It is particularly harmful when programmers think there is such a thing
as "de facto defined". That's an oxymoron. If the behaviour is
defined, it is defined. If it is not defined, it is not defined. If it
is not defined and a programmer makes unwarranted and incorrect
assumptions about what they think it means, then the programmer needs to
update his or her understanding of the language.
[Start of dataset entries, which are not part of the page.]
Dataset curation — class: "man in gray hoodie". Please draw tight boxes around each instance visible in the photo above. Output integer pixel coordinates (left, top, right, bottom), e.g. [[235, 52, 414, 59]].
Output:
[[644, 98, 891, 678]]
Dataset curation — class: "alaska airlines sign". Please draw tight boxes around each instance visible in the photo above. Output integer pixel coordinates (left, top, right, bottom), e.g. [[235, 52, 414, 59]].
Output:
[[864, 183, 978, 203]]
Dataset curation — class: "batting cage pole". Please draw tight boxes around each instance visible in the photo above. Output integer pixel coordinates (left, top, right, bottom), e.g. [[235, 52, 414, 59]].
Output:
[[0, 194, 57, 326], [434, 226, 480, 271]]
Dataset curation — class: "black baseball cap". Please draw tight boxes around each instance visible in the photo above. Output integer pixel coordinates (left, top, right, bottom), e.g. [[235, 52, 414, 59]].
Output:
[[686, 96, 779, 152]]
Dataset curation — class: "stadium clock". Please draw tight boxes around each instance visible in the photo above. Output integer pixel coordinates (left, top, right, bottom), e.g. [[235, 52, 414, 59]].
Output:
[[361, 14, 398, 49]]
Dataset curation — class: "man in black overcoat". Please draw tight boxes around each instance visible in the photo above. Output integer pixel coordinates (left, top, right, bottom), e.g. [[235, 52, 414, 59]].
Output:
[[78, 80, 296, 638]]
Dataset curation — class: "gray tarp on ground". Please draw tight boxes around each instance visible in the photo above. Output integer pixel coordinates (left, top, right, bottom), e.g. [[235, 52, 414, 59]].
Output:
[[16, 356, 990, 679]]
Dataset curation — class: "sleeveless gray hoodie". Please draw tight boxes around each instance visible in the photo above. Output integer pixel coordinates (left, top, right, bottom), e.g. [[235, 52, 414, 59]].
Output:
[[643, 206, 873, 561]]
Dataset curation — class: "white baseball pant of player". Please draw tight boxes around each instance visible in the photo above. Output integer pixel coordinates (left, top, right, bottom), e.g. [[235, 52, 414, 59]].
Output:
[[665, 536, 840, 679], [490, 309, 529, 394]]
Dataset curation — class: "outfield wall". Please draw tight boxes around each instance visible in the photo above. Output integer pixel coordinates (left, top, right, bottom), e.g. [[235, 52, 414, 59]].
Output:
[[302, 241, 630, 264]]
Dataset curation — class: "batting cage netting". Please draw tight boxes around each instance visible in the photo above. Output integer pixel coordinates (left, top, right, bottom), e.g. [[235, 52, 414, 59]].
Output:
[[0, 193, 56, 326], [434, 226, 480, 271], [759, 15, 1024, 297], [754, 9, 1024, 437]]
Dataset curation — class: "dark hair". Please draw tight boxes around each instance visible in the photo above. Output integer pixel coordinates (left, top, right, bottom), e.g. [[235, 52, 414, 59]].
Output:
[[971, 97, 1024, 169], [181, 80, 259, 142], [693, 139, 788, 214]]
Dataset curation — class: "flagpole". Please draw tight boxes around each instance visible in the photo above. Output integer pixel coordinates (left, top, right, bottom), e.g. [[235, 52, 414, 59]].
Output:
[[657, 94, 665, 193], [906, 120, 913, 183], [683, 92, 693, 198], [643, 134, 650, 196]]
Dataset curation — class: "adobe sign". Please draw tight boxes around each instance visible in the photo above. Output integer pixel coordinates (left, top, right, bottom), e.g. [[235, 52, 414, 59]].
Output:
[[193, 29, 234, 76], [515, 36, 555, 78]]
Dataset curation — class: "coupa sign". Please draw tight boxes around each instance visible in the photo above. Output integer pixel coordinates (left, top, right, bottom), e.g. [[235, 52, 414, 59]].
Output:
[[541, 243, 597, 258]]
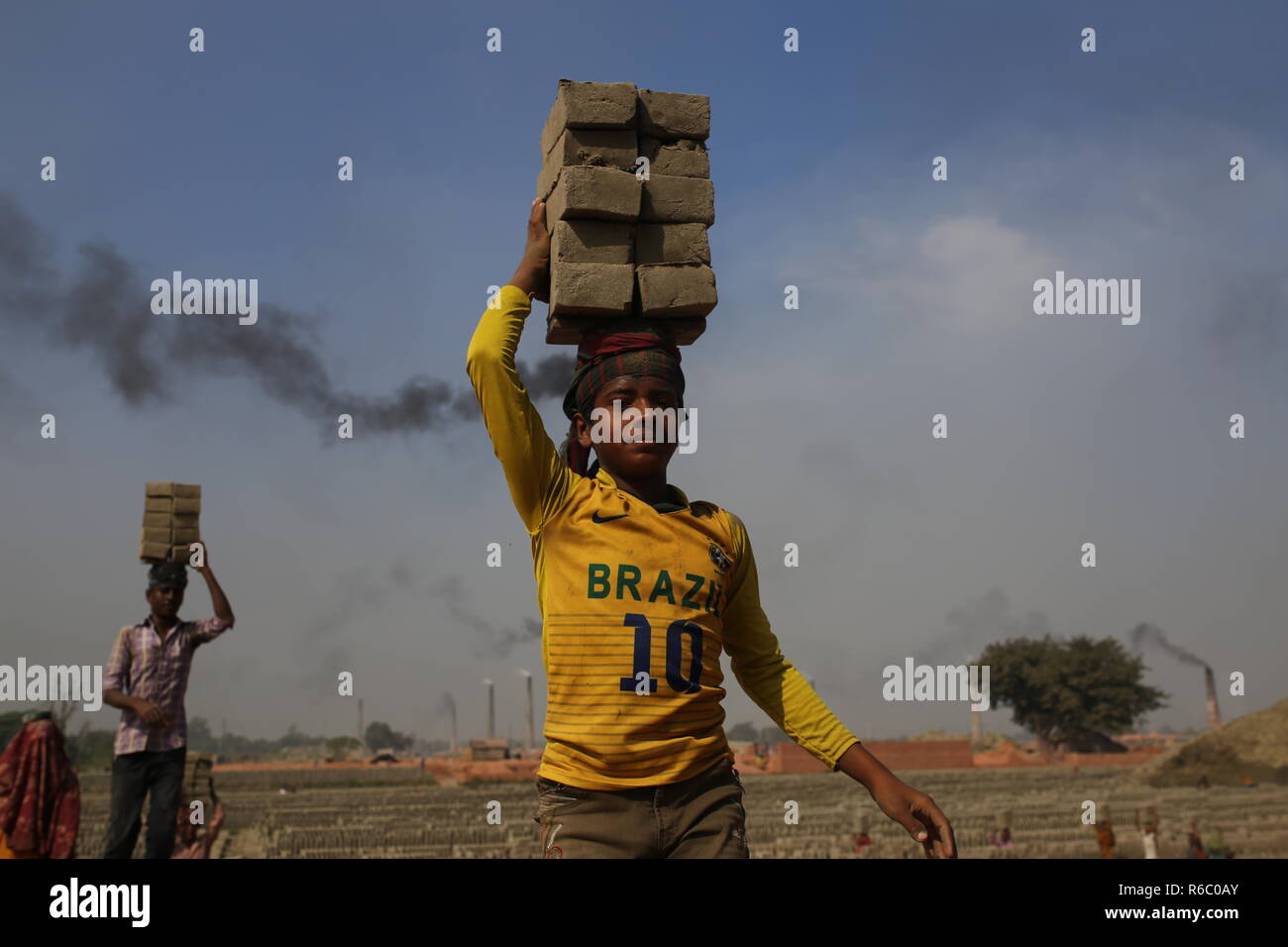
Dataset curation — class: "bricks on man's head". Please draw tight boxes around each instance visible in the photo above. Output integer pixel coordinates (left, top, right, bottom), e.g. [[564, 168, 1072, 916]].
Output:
[[537, 80, 716, 346], [139, 480, 201, 562], [635, 224, 711, 265], [550, 220, 635, 265], [143, 480, 201, 500], [550, 263, 635, 318], [639, 174, 716, 227], [635, 263, 717, 318], [537, 129, 639, 201], [139, 543, 170, 562], [546, 164, 643, 230], [636, 89, 711, 142], [541, 78, 636, 156], [546, 316, 707, 346]]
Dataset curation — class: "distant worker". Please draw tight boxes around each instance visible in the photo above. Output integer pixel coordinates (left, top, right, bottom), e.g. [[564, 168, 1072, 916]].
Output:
[[1096, 805, 1117, 858], [103, 549, 233, 858], [1185, 819, 1207, 858], [170, 780, 227, 858], [0, 711, 80, 858], [1136, 805, 1158, 858]]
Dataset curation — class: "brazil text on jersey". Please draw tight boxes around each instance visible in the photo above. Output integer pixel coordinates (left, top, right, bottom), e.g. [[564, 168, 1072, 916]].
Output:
[[587, 562, 725, 618]]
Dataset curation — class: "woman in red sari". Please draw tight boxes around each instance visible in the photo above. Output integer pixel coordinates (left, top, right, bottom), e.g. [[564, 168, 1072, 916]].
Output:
[[0, 714, 80, 858]]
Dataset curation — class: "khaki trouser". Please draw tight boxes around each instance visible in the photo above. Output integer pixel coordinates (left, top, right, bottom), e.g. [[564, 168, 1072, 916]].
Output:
[[533, 760, 751, 858]]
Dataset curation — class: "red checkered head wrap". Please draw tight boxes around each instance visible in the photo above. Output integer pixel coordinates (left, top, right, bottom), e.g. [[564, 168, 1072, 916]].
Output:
[[562, 320, 684, 476]]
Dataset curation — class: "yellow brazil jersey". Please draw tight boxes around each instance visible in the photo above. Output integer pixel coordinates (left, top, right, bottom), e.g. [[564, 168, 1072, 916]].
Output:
[[467, 286, 859, 789]]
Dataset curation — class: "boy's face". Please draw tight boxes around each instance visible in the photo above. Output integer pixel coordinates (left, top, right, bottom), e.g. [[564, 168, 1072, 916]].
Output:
[[577, 374, 680, 479], [149, 585, 183, 618]]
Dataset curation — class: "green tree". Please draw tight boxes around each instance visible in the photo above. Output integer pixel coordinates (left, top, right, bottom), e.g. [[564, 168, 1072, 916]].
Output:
[[978, 635, 1167, 753]]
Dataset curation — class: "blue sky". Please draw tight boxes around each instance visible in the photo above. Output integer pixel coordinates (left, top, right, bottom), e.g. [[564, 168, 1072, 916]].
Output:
[[0, 3, 1288, 737]]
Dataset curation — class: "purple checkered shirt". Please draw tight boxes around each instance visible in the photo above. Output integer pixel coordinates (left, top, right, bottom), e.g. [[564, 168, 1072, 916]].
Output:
[[103, 616, 231, 756]]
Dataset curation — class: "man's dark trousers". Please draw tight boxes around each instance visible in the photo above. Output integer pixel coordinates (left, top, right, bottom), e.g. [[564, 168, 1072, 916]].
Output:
[[103, 746, 188, 858]]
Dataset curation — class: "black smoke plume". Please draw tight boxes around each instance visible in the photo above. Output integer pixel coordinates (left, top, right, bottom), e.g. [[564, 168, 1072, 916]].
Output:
[[0, 194, 575, 434]]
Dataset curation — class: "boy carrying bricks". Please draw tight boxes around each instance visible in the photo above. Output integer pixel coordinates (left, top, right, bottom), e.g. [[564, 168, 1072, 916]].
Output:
[[467, 200, 956, 858]]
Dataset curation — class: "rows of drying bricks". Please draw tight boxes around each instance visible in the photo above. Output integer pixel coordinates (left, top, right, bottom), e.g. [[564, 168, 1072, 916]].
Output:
[[139, 481, 201, 562], [537, 78, 716, 344]]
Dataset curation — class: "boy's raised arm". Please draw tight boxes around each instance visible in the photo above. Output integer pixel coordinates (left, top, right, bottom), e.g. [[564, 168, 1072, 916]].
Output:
[[465, 201, 576, 535]]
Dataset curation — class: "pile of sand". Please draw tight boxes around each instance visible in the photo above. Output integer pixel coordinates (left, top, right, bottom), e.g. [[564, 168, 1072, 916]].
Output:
[[1133, 699, 1288, 786]]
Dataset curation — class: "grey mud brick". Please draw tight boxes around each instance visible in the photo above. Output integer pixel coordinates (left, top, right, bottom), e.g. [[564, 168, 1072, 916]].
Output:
[[638, 89, 711, 142], [541, 78, 638, 156], [537, 129, 639, 201], [639, 174, 716, 227], [550, 220, 635, 266], [143, 480, 201, 498], [640, 137, 711, 177], [546, 316, 707, 346], [546, 164, 641, 230], [635, 263, 716, 318], [550, 263, 635, 317], [139, 543, 170, 562], [635, 224, 711, 265]]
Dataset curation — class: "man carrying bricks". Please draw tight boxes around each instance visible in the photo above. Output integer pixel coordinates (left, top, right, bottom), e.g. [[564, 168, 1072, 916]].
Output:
[[103, 549, 233, 858], [467, 200, 956, 858]]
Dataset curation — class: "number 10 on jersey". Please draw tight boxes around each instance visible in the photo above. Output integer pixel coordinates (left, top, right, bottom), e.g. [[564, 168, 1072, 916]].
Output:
[[621, 612, 702, 697]]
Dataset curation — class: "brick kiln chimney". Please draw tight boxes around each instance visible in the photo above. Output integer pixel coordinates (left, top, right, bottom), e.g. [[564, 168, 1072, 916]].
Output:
[[1203, 665, 1221, 730]]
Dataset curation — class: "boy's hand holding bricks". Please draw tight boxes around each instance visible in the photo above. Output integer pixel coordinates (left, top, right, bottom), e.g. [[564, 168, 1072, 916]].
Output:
[[510, 200, 550, 304]]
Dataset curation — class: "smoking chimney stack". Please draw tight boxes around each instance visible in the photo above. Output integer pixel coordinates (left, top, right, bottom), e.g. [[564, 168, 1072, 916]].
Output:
[[1203, 665, 1221, 730]]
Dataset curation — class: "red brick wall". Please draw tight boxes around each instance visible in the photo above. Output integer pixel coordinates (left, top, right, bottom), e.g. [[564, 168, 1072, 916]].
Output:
[[768, 740, 974, 773]]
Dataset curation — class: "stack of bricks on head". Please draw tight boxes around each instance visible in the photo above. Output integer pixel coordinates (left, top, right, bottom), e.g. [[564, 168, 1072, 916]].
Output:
[[139, 481, 201, 563], [537, 78, 716, 346]]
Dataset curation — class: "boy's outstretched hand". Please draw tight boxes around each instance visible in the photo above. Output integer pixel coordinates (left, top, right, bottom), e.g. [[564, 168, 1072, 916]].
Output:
[[870, 776, 957, 858], [837, 743, 957, 858], [510, 200, 550, 304]]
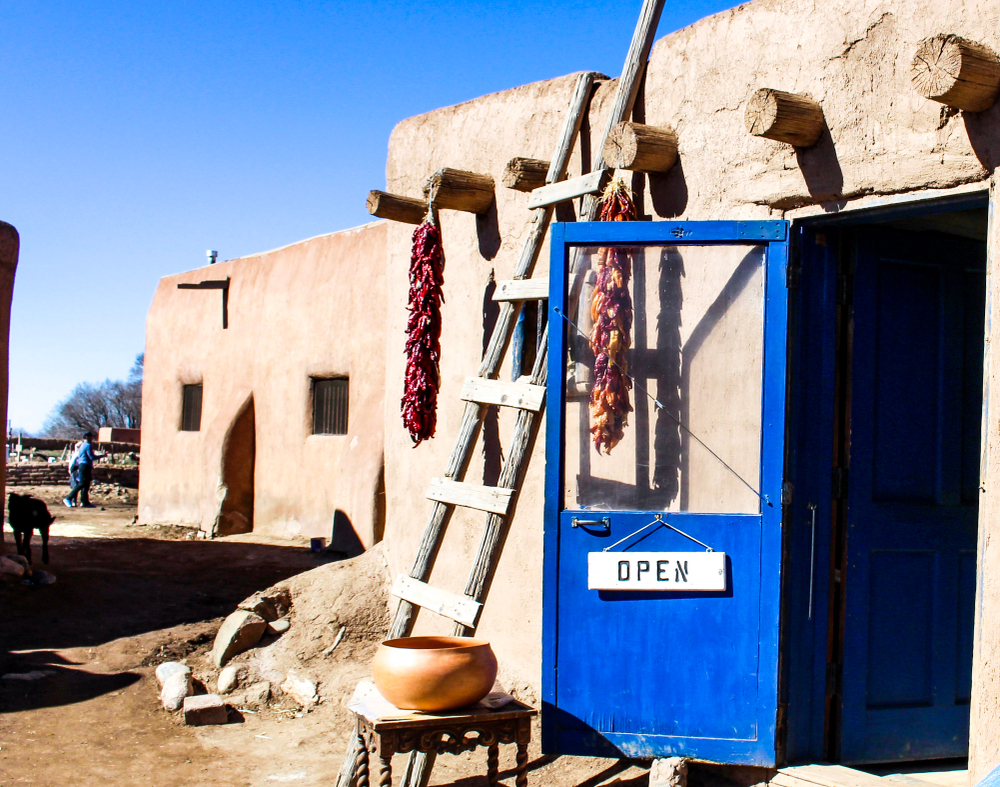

They don't get to
blame the compiler or the compiler writer for not making the same
unfounded assumptions that they did.

>
> In C99, the original definition of undefined behavior is this:
>
> behavior, upon use of a nonportable or erroneous program construct or
> of erroneous data, for which this International Standard imposes no
> requirements.
>
> NOTE: Possible undefined behavior ranges from ignoring the situation
> completely with unpredictable results, to behaving during translation
> or program execution in a documented manner characteristic of the
> environment (with or without the issuance of a diagnostic message), to
> terminating a translation or execution (with the issuance of a
> diagnostic message).
>
> There is an obvious intepretation of this text which rules out
> the too-clever optimizations.
>

I presume you mean "a documented manner characteristic of the
environment". That would be something like gcc's "-fwrapv" flag. It
takes something that is undefined in the C standards - signed integer
overflow - and gives it a /documented/ behaviour. The key here is
"documented". Now the behaviour is /defined/ - it is UB as far as the C
standards are concerned, but /defined/ behaviour as far as the
implementation is concerned. And you can rely on it, as long as you use
a compiler with such a flag and documented behaviour.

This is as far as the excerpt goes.